Believe in Your Dreams, Creativity and Passion

Believe in Your Dreams, Creativity and Passion

I was so excited about my first trip to Africa: Senegal and The Gambia. In hindsight that trip ultimately led me to create Love Travels Imports. Witnessing a mother’s love for her children expressed through her handmade clothe bags had a huge impact on me. Also, seeing the thirst and hunger for knowledge in a child’s eyes moved me.

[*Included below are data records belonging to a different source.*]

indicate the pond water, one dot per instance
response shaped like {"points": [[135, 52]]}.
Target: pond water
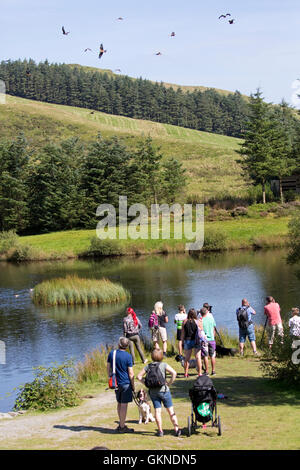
{"points": [[34, 335]]}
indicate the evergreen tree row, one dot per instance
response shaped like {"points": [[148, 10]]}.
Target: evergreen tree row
{"points": [[271, 146], [60, 186], [121, 95]]}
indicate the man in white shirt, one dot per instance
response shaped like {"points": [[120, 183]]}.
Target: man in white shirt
{"points": [[179, 319]]}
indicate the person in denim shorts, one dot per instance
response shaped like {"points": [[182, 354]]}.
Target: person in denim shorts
{"points": [[125, 381], [162, 395], [188, 336], [249, 331]]}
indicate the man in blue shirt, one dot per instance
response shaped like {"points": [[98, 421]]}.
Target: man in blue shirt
{"points": [[125, 381], [246, 326]]}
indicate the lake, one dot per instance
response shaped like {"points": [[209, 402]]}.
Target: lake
{"points": [[35, 335]]}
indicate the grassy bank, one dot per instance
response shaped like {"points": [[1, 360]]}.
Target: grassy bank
{"points": [[220, 235], [73, 290], [209, 159], [257, 414]]}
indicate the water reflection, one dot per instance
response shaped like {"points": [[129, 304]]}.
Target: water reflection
{"points": [[36, 335]]}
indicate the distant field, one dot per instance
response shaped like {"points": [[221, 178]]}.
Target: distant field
{"points": [[240, 234], [210, 159], [175, 87]]}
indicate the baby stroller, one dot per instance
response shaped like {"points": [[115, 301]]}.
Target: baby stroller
{"points": [[203, 396]]}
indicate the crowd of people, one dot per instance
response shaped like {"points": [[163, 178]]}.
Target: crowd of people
{"points": [[195, 332]]}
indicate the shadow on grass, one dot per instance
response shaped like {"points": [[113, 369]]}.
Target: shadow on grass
{"points": [[243, 391], [99, 429]]}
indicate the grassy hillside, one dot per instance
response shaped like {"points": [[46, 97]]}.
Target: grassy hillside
{"points": [[175, 87], [210, 159]]}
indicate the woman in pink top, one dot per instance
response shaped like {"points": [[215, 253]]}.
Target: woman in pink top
{"points": [[272, 310]]}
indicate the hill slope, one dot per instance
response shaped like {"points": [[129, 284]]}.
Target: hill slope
{"points": [[210, 159], [184, 88]]}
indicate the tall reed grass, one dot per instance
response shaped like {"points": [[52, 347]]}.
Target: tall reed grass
{"points": [[73, 290]]}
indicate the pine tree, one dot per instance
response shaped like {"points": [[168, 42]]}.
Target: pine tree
{"points": [[263, 143], [14, 157]]}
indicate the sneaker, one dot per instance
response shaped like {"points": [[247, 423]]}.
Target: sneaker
{"points": [[125, 429]]}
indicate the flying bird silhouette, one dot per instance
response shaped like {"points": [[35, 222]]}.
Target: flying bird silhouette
{"points": [[101, 51], [224, 16], [64, 31]]}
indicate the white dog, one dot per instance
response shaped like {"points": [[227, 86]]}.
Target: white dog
{"points": [[144, 407]]}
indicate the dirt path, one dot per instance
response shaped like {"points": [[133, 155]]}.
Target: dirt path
{"points": [[56, 425]]}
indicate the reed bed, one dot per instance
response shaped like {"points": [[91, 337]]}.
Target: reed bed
{"points": [[73, 290]]}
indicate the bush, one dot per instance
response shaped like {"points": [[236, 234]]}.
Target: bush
{"points": [[23, 253], [93, 368], [215, 240], [104, 248], [281, 362], [53, 387], [239, 211], [290, 196]]}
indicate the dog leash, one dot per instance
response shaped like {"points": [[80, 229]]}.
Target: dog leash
{"points": [[135, 399]]}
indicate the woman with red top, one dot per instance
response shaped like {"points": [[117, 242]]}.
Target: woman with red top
{"points": [[131, 328], [272, 311]]}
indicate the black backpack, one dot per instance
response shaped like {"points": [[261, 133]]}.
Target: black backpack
{"points": [[154, 377], [242, 318]]}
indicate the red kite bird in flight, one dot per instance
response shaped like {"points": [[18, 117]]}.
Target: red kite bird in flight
{"points": [[224, 16], [101, 51], [64, 31]]}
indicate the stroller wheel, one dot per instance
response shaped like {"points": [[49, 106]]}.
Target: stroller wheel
{"points": [[219, 427], [189, 426]]}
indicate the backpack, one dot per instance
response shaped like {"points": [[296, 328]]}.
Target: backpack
{"points": [[153, 320], [154, 376], [242, 318], [200, 337]]}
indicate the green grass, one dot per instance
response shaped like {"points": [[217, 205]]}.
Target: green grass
{"points": [[209, 159], [73, 290], [240, 233], [258, 415]]}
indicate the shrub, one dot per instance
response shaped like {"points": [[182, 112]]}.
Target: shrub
{"points": [[215, 240], [104, 248], [282, 362], [23, 253], [290, 196], [8, 241], [53, 387], [239, 211], [93, 368]]}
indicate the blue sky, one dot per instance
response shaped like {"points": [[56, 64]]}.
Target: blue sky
{"points": [[261, 49]]}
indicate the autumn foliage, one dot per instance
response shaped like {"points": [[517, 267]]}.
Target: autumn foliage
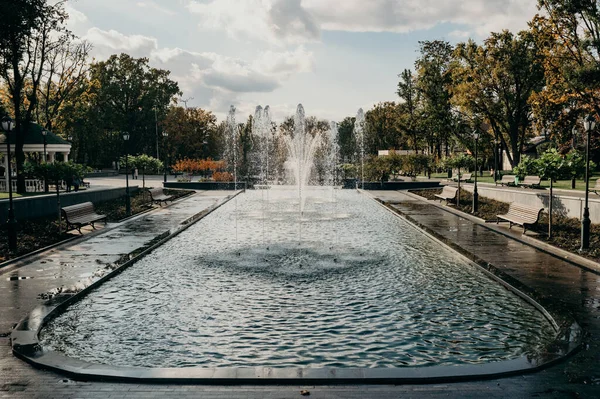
{"points": [[204, 167]]}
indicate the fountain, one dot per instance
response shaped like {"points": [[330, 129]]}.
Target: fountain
{"points": [[301, 151], [231, 148], [359, 136], [261, 129], [381, 295]]}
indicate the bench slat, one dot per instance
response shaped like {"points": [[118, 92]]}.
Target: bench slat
{"points": [[80, 215], [159, 196], [521, 214]]}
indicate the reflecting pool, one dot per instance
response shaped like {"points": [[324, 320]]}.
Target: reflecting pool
{"points": [[257, 283]]}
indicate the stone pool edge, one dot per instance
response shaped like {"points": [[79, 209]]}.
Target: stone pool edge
{"points": [[25, 345]]}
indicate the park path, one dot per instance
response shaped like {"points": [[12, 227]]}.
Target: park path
{"points": [[579, 290], [22, 283]]}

One day on the trip, the group on our bus was waiting for a ferry. While waiting, I wandered around the dock doing my usual seeing what I could see.  One of the women had a vibrant, colorful selection of handmade quilted bags. I was surprised that she spoke beautiful English in this French-speaking country. She shared that she taught herself to speak seven languages. Her customers came from all over the world. If she couldn’t talk with them, how could she sell her wares? She was a businesswoman. She was a single mother and caring for her children was her priority. Also, she had to pay for school for her children and it was mandatory to pay for school uniforms. They did not have a social safety net in Africa. In those African countries, education is not free. People must pay for their children to go to school and to pay for school uniforms.

Love In Action.

Many family and friends requested souvenirs. Each person wanted a unique memento that was Africa. I had a list and was intent on getting the “right thing” for every person. Handmade items were what I was interested in. I was on a mission for high quality, beautifully crafted gifts that reflect the local culture.


So I developed the practice of searching beyond the typical. Before my trips, I research the places within the country that are known for something special or unique; the available art galleries; and artisans that are doing something to positively impact within their community.


On that first trip to Africa, I traveled with a travel agency that had over 40 years of knowledge of the continent. Instead of going on the trips arranged tourist tours, I chose to explore the place one-on-one with Harold, our tour guide. We had a bodyguard who was a national sport figure as we navigated the community to various artisan workshops. His knowledge came from the relationships that he developed from dozens of visits to the country.

Love in observation, then in action.

Before the trip, it was suggested that we bring practical things (such as toiletries and clothing but no candy) to give to people in need that we might encounter during our visit. There was one young boy who tended to follow our group from place to place offering his services to help us. I will always remember the intelligence in his eyes as he seem to absorb every word, every lesson he observed from watching us. We were his classroom. That morning that he wore one of the t-shirts that I had given away made a lasting impression on me.

Love wasn’t just about me, it was my inner circle and others human beings who could use an advocate.